Além do aspecto narrativo da obra, que desenha com perfeição esse quadro progressivo de eventos que o tempo encapsulou, Scola e seu trio de roteiristas ainda promove micro universos particulares dentro de cada década. Então temos a violência física com ecos sexuais dos anos 1950, enquanto a chegada do rock nos anos 1960 deflagra o começo de uma picardia rebelde que também abre espaço para o amor literalmente livre, junto com a passagem mais tocante de toda a projeção, que é o momento relacionado à Segunda Guerra Mundial, seus desdobramentos e principalmente finalização. Paralelo a cada recorte, o filme pincela comentários de classe mordazes e acertados, além de um sistema de castas estético e social que discrimina mais do que agrega, trazendo responsabilidade ao projeto.
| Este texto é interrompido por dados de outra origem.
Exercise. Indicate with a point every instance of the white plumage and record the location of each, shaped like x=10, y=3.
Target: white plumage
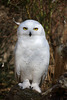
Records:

Como já dita, não é de se espantar que a construção da mise-en-scène do gênio por trás de Um Dia Muito Especial e Feios, Sujos e Malvados seja tecnicamente primorosa, mas O Baile é definitivamente assustador. Entre uma profusão de planos-sequência espantosos, uma edição surreal que correlaciona eventos paralelos e organiza com exatidão o ritmo e a sincronia dos mesmos — que não é nada fácil, pois trata-se de um filme que é a um só tempo musical, comédia, drama e tem sua ação acontecendo de maneira non stop. Como se pudéssemos tocar o estado de tensão com que cada bloco de eventos é apresentado, o filme é uma suntuosa realização daquelas impossíveis de serem refeitas – ainda bem.
Crônica de muitos momentos da metade de um século de um país (que reflete o mundo), O Baile se insere no que consideramos clássico mas sem sentar em uma zona confortável, imutável ou envelhecida. Na verdade, estamos diante do oposto disso — um filme arriscadíssimo, que aceita com gosto a corda bamba que se auto impôs e desfila por ela respondendo a cada questão com disposição para mais e mais risco, técnico e discursivo. Daqueles momentos do cinema onde o plot twist é o arcabouço de realização, que não cansa de apavorar em sua zona de perfeição.